Dear Sir ;
Big greetings; I am Hashem from Jordan Univ. .... remember me ? I am Dr's
Bothina Hamad student .
About our cluster ..... Now we can ssh from the server to the nodes without
password .... now we installed MPICH2 ... and we are testing it ..... the
step that we are stuck in is that we are trying some examples to run
parallel jobs ; lets say the example suggested in the installation manual
... which is :
---------------------------------------------------------------------------------------------------------------
Now we will run an MPI job, using the mpiexec command as specified
in the MPI-2 standard.
As part of the build process for MPICH2, a simple program to compute
the value of ¼ by numerical integration is created in the mpich2-1.0.5
/examples
directory. If the current directory is the top level MPICH2 build directory,
then you can run this program with
mpiexec -n 5 examples/cpi
The number of processes need not match the number of hosts. The
cpi example will tell you which hosts it is running on. By default,
the processes are launched one after the other on the hosts in the mpd
ring, so it is not necessary to specify hosts when running a job with
mpiexec.
---------------------------------------------------------------------------------------------------------------
the problem was always that it gives the following massege :
[Errno 2] No such file or directory
After that we comiled that file using the command :
mpicc -o cpi cpi.c
Now the massege became :
---------------------------------------------------------------------------------------------------------------
It seems that there is no lamd running on the host Main-server.

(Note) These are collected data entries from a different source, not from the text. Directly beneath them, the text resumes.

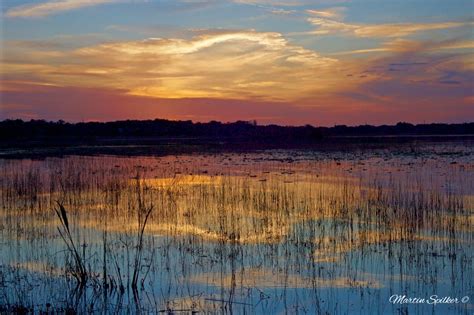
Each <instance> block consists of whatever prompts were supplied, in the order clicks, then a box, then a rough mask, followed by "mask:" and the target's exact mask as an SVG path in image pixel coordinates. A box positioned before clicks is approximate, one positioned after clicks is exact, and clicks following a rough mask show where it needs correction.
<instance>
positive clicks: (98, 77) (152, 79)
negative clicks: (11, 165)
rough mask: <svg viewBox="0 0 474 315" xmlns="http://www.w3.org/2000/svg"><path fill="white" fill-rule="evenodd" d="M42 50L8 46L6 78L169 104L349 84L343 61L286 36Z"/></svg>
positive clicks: (220, 34)
mask: <svg viewBox="0 0 474 315" xmlns="http://www.w3.org/2000/svg"><path fill="white" fill-rule="evenodd" d="M35 45H37V47H38V49H35V50H33V51H32V50H31V49H30V48H29V47H31V45H29V46H28V45H27V46H28V47H26V48H25V43H21V45H20V43H14V42H10V43H9V45H8V49H7V50H6V52H5V57H6V62H4V65H3V69H4V71H5V72H6V76H8V77H10V78H13V79H20V78H22V79H25V80H30V81H35V80H36V81H42V82H47V83H54V84H64V85H71V86H83V87H87V86H96V87H104V88H114V89H122V90H126V91H128V93H129V94H134V95H146V96H152V97H162V98H181V97H220V98H222V97H226V98H239V99H242V98H247V99H251V98H253V99H266V100H289V99H295V98H298V97H301V95H303V94H308V93H313V92H314V91H317V90H320V91H325V92H328V91H330V90H333V89H335V88H338V89H339V88H341V86H344V85H345V84H346V83H345V81H346V80H344V71H337V69H338V67H342V65H339V62H338V60H336V59H334V58H328V57H324V56H321V55H319V54H318V53H316V52H314V51H312V50H308V49H305V48H303V47H301V46H297V45H293V44H291V43H289V42H288V41H287V40H286V39H285V38H284V37H283V36H282V35H281V34H279V33H271V32H256V31H223V30H221V31H220V32H213V31H209V32H208V33H202V34H201V35H199V36H195V37H193V38H191V39H173V38H171V39H162V38H149V39H146V40H142V41H124V42H113V43H105V44H100V45H90V46H86V47H82V48H80V49H73V50H69V51H68V50H48V48H47V45H45V46H41V45H38V43H35ZM32 69H34V71H33V72H34V73H32ZM335 70H336V71H335Z"/></svg>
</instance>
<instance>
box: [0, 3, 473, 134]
mask: <svg viewBox="0 0 474 315" xmlns="http://www.w3.org/2000/svg"><path fill="white" fill-rule="evenodd" d="M1 5H2V8H1V15H2V16H1V18H0V19H1V30H0V33H1V39H0V52H1V56H0V59H1V63H0V65H1V66H0V79H1V85H0V93H1V96H0V119H5V118H22V119H28V120H29V119H47V120H58V119H63V120H66V121H95V120H98V121H111V120H118V119H154V118H168V119H180V120H193V121H210V120H220V121H236V120H254V119H255V120H257V122H258V123H259V124H269V123H278V124H283V125H302V124H313V125H326V126H331V125H334V124H347V125H358V124H365V123H369V124H376V125H379V124H393V123H396V122H398V121H408V122H412V123H423V122H468V121H474V93H473V91H474V80H473V79H474V56H473V55H474V1H473V0H451V1H446V0H56V1H52V0H48V1H45V0H43V1H33V0H7V1H2V2H1Z"/></svg>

This indicates that the LAM/MPI runtime environment is not operating.
The LAM/MPI runtime environment is necessary for MPI programs to run
(the MPI program tired to invoke the "MPI_Init" function).
Please run the "lamboot" command the start the LAM/MPI runtime
environment. See the LAM/MPI documentation for how to invoke
"lamboot" across multiple machines.
---------------------------------------------------------------------------------------------------------------
When we installed Lam and tried to start it using the command "lamboot" but
it didn't work on the root and gave the massege :
---------------------------------------------------------------------------------------------------------------
It is a Very Bad Idea to run this program as root.
LAM was designed to be run by individual users; it was *not* designed
to be run as a root-level service where multiple users use the same
LAM daemons in a client-server fashion.
Especially with today's propensity for hackers to scan for root-owned
network daemons, it could be tragic to run this program as root.
While LAM is known to be quite stable, and LAM does not leave network
sockets open for random connections after the initial setup, several
factors should strike fear into system administrator's hearts if LAM
were to be constantly running for all users to utilize:
1. LAM leaves a Unix domain socket open on each machine in the
/tmp directory. So if someone breaks into root on one
machine, they effectively have root on all machines that
are connected via LAM.
2. Indeed, there must have been a .rhosts (or some other trust
mechanism) for root which must have allowed you to run LAM
on remote nodes. Depending on your local setup, this may
not be safe.
3. LAM has never been checked for buffer overflows and other
malicious input types of errors. We don't *think* that
there are any buffer-overflow types of situations in LAM,
we've never checked explicitly (hence, per Mr. Murphy,
there are certainly some hiding somewhere).
4. LAM programs are not audited or tracked in any way. This
could present a sneaky way to execute binaries without log
trails (especially as root).
Hence, it's a Very Bad Idea to run LAM as root. Please login as a
different user and run LAM again.
---------------------------------------------------------------------------------------------------------------
After that we tried to boot the lam from a user not a root ... it booted ..
but : we can't excute our example from the user .... it has to be done from
the root ........ taking in consideration that the whole nodes boots as
users not root ... but I don't know if the mpdboot runs on users or on roots
of the nodes .
What do u think we shall do ?
Thank alot
|